• Eastern Cape Rising Sun

Fibre installations damage City infrastructure

By Khuthala Nandipha

The relationship between three internet companies installing fibre-optic networks in Buffalo City and the Metro is a very lax one. The Metro does not have the correct names as they gave us "Zerotel, Telengana and Frogfoot". The Eastern Cape Rising Sun was last week unable to reach two of these companies, as they do not exist. The actual names of the companies are HeroTel Border Internet and Telelanga Trading.


The companies have been accused by residents of leaving a mess after digging and installing cables. Councillor for the most affected ward, Ward 4, Tessa Botha said the project has been a huge mess since its inception. Botha was contacted by Telelanga Trading, wishing to start work in her areas this January. Botha is a Councillor for Selborne, Highgate, Cambridge West, Cambridge Town, Chiselhurst, Garcia, and Berea.


According to her, there are several damaged water pipes on a daily basis, with the most severe being a pipe in Vincent:


“Residents appreciate having the luxury of fibre but people are frustrated by the inconvenience of having no water and electricity when the workers damage water pipes and electrical cables. We are experiencing water restrictions, it is alarming to know how much water is being wasted,” she said.


The Metro is aware of the mess created by the digging of trenches by some of these companies. Spokesperson for the Metro, Samkelo Ngwenya said, “Residents can direct their queries to the companies when they leave the construction site without properly fixing pavements and driveways in the same way they found them.” However, there are no signages or contact details at any of these sites.


Kayleigh Rossler, Marketing Specialist for Frogfoot said her company is only working in Blue Bend, Beacon Bay as is scheduled to finish this May. She assured that residents can speak to the supervisor on site if they are unhappy about the work done.


Following our article, “Fibre installations leave a mess” on February 25, more home owners have reported damaged water pipes that have either been buried or left leaking water.


Lungisile Sibaca of Hart Road in Chislehurst had his fence broken and water pipes damaged. They are both yet to be attended to. “The workers do not know which company they work for, and they do not know the nature of the project. All they know is, they are here to dig,” said Sibaca who received no notification when the work started a week ago.


Another resident of French Road in Cambridge says her water pipes were damaged by the diggers and they just buried it and continued with stage two, installing cables with the water running underneath.


When the workers clean up and finalise work in one area, we caught them disposing the debris across the road on Olympic Road, Cambridge. A Telelanga Trading sub-contractor claims that they have trucks that are for disposing through the correct channels.


HeroTel Border Internet, a local fibre company has been installing fibre in Vincent and claims that digging related mess cannot be attributed to them. Formerly known as Border Internet, the company was rebranded as Herotel Border in February 2020. General Manager Anne Bhagwan, said their aim is to cause as little disruption to the residents as possible.


“We opted to construct an aerial fibre network wherever it is feasible, rather than to dig trenches. Our team members, dressed in Herotel Border uniform, will be approaching residents for permission to plant poles within the servitude on the property boundary line. In gratitude for allowing us to build our network in their neighbourhood, we will be offering special promotional package prices for the residents who assist us,” said Bhagwan.


She added that their teams will do no damage and will always clean up where they have worked – because they also live in these neighbourhoods.

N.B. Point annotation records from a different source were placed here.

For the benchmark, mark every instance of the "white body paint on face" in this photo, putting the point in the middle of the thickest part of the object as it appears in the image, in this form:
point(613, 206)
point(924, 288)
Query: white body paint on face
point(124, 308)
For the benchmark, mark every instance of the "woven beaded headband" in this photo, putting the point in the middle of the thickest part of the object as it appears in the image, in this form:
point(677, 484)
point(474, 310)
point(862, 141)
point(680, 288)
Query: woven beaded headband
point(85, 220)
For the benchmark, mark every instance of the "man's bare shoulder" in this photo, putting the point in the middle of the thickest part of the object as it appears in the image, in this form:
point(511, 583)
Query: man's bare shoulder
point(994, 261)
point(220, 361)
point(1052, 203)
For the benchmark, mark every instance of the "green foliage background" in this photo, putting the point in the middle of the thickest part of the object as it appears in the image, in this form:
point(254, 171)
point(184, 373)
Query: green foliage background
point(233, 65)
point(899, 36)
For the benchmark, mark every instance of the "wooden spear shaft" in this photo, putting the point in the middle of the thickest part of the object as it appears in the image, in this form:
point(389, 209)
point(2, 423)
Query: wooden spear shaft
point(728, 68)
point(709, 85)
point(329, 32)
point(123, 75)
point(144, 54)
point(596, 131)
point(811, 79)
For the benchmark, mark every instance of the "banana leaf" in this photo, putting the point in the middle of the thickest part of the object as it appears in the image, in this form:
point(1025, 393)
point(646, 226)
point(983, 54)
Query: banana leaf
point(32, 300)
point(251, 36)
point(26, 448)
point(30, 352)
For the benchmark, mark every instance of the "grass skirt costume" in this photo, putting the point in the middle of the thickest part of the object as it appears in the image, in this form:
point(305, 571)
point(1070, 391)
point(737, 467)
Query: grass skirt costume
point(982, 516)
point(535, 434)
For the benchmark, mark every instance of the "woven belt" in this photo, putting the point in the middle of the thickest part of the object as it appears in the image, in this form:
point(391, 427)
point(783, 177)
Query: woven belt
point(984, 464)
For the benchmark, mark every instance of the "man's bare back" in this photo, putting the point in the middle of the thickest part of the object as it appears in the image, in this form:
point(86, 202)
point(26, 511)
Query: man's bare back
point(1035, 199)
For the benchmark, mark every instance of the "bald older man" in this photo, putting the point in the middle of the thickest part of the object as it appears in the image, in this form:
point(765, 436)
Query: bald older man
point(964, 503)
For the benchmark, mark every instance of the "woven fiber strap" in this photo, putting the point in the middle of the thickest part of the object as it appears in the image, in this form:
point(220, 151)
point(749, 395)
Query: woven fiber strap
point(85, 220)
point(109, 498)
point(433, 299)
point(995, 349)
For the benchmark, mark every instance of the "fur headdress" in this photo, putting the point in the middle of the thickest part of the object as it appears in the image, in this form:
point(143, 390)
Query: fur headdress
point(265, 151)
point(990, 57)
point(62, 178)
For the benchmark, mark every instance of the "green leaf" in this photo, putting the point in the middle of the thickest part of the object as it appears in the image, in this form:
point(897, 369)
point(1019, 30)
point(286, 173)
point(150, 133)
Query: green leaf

A Telelanga Trading sub-contractor who did not want to be named said the company had written and distributed letters to all households that would be affected, informing them of the upcoming project. However, not a single resident that we spoke to had received a letter.


“We take before and after photos to ensure that we restore pathways and paving. Where a meter has been broken, we fix it, whether it was by us or we found it like that. If it is too complicated, we refer it to the municipality. We are going to be in East London for a very long time,” said the sub-contractor.


Samkelo Ngwenya said, “as much as we welcome the opportunity that the installation of fibre presents for our residents, we are concerned about the operational matters and we have raised these concerns with the service providers. The costs incurred on any of the faults made, be it water-related or paving, are incurred by those who make them. We are hoping for minimum disruptions as the project continues.”


The Telelanga Trading sub-contractor on the ground offered to assist Sibaca, provided that the workers on her street belong to her team.

“If contractors break something, we do not inform the owner of the house, we just fix it.”


Telelanga Trading spokesperson, Dorian Kensley was unable to answer our questions sent on Thursday afternoon.

“I will look at the questions, and then consult our legal team,” he said.


A Telelanga sub-contractor worker putting the final touches on the controversial fiber-optics network installation in Cambridge.